= George King Chisholm =

George King Chisholm (September 4, 1814 – April 14, 1874) was a political figure and the first mayor of Oakville, Ontario.

George was born in Nelson Township in Upper Canada in 1814, the eldest son of William Chisholm, and was educated at Gore District grammar school in Hamilton, and Upper Canada College in Toronto. In 1840, Chisholm married Isabella Land, the granddaughter of Robert Land, founder of Hamilton, where they lived until moving to Oakville in 1849.

Chisholm served as a captain in the 2nd Regiment of the Gore Militia in 1830 and saw active service during the Upper Canada Rebellion in 1837. When the Gore Militia was abolished in 1849, the militia of Halton County was reorganized into battalions, and Chisholm became major of the 1st Battalion of Halton (formerly the 2nd Gore).
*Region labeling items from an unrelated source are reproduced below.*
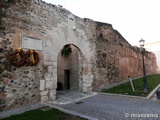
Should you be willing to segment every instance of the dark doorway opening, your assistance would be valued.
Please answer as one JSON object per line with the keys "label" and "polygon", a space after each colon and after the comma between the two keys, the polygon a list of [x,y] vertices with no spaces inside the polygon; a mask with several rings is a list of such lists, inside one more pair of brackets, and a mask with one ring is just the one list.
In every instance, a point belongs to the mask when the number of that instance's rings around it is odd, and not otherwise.
{"label": "dark doorway opening", "polygon": [[66,89],[70,89],[70,70],[64,70],[64,81]]}

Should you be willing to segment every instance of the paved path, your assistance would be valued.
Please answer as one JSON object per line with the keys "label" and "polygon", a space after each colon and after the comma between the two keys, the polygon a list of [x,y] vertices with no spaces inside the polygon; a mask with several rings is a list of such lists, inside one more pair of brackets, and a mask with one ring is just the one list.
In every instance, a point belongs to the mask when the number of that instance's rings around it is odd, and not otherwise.
{"label": "paved path", "polygon": [[160,120],[160,101],[146,98],[98,94],[70,104],[49,105],[89,119]]}

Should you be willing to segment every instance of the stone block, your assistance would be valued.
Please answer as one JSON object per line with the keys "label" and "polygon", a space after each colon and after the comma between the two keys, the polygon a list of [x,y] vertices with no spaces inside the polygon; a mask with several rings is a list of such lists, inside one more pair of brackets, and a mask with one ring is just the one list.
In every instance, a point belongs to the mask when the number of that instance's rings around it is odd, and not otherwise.
{"label": "stone block", "polygon": [[56,91],[55,90],[50,90],[49,91],[49,99],[50,100],[56,99]]}
{"label": "stone block", "polygon": [[48,61],[44,62],[44,65],[52,65],[52,64],[53,64],[53,62],[48,62]]}
{"label": "stone block", "polygon": [[46,81],[50,81],[51,80],[51,78],[46,78]]}
{"label": "stone block", "polygon": [[41,96],[46,96],[48,94],[48,90],[40,92]]}
{"label": "stone block", "polygon": [[48,96],[42,96],[41,102],[48,102]]}
{"label": "stone block", "polygon": [[40,80],[40,90],[45,89],[45,80]]}
{"label": "stone block", "polygon": [[45,76],[45,78],[51,78],[52,75],[51,75],[51,73],[45,73],[44,76]]}
{"label": "stone block", "polygon": [[46,88],[52,89],[53,88],[53,81],[46,81]]}

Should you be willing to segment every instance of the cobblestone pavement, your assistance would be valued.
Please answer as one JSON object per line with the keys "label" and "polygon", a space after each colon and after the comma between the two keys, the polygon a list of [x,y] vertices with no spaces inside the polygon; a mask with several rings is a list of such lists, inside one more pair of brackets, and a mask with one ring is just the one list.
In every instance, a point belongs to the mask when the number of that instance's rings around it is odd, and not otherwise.
{"label": "cobblestone pavement", "polygon": [[98,94],[70,104],[50,106],[99,120],[160,120],[160,101]]}

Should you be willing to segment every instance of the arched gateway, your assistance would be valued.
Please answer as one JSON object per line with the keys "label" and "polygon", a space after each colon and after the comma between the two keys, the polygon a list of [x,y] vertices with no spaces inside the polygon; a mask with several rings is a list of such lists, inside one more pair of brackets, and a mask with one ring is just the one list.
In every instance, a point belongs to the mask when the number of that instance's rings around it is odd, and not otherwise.
{"label": "arched gateway", "polygon": [[[47,101],[47,100],[53,100],[56,97],[56,90],[58,82],[58,61],[62,49],[65,45],[71,45],[72,48],[76,48],[78,50],[78,81],[77,81],[77,88],[79,91],[82,92],[89,92],[92,90],[91,83],[93,81],[93,75],[91,72],[91,55],[92,53],[89,51],[89,42],[87,40],[86,33],[83,30],[80,29],[73,29],[72,27],[68,26],[61,26],[61,29],[55,29],[48,31],[49,38],[47,41],[43,43],[44,48],[44,66],[48,67],[48,72],[45,73],[44,80],[40,81],[40,90],[43,93],[43,90],[49,89],[49,96],[47,98],[46,95],[41,94],[41,100]],[[65,30],[64,30],[65,29]],[[77,35],[76,33],[79,33]],[[59,56],[58,56],[59,55]],[[65,58],[64,58],[65,59]],[[63,64],[63,63],[62,63]],[[68,73],[68,69],[63,69],[64,74],[70,74]],[[64,77],[64,76],[63,76]],[[59,78],[60,79],[60,78]],[[62,83],[63,88],[72,89],[72,86],[66,85],[67,83]],[[72,84],[74,84],[72,82]],[[45,87],[43,87],[45,86]],[[41,89],[42,88],[42,89]],[[73,88],[73,89],[77,89]]]}

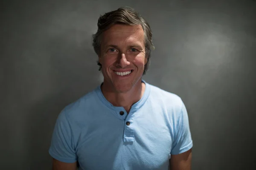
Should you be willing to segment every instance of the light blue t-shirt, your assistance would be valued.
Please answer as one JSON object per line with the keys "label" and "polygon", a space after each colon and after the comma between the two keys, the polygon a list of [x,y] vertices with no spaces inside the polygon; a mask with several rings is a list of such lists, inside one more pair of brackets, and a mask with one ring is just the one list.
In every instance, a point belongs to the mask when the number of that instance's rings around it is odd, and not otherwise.
{"label": "light blue t-shirt", "polygon": [[171,155],[192,147],[188,114],[177,95],[143,80],[145,90],[128,114],[104,96],[99,85],[66,107],[49,150],[80,170],[167,170]]}

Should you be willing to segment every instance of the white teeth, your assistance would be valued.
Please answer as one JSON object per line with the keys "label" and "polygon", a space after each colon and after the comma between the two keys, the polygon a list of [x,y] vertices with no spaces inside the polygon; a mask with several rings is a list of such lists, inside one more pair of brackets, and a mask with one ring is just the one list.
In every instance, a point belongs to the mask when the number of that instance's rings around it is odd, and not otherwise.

In 1857, he was promoted to lieutenant-colonel and placed in command of the 1st Battalion. During the Fenian Raids, he stationed companies to guard the shores of Lake Ontario. In 1866, he went to Fort Erie with 52 men but arrived too late to participate as the Fenians had already escaped Canada.

George served as reeve of Trafalgar Township from 1830 to 1852. In 1841, he was appointed serjeant-at-arms for the Legislative Assembly of the Province of Canada. George's duties included removing disorderly people from the house. In 1849, he was injured during riots when the Rebellion Losses Bill was passed in Montreal. After resigning in 1854, he was elected to represent Halton in the legislative assembly. When the town of Oakville was incorporated in 1857, Chisholm was elected as the first mayor, serving until 1862; he served another term in 1873.

Chisholm was also named a trustee of the Halton County Grammar School, later becoming chairman of Board of Education, and formed the Oakville Agricultural Association.

On April 13, 1874, George suffered a stroke and was taken to his brother Robert Kerr Chisholm's house, where he died the next day after failing to regain consciousness.

His brother Robert Kerr Chisholm also served as the mayor of Oakville in 1866.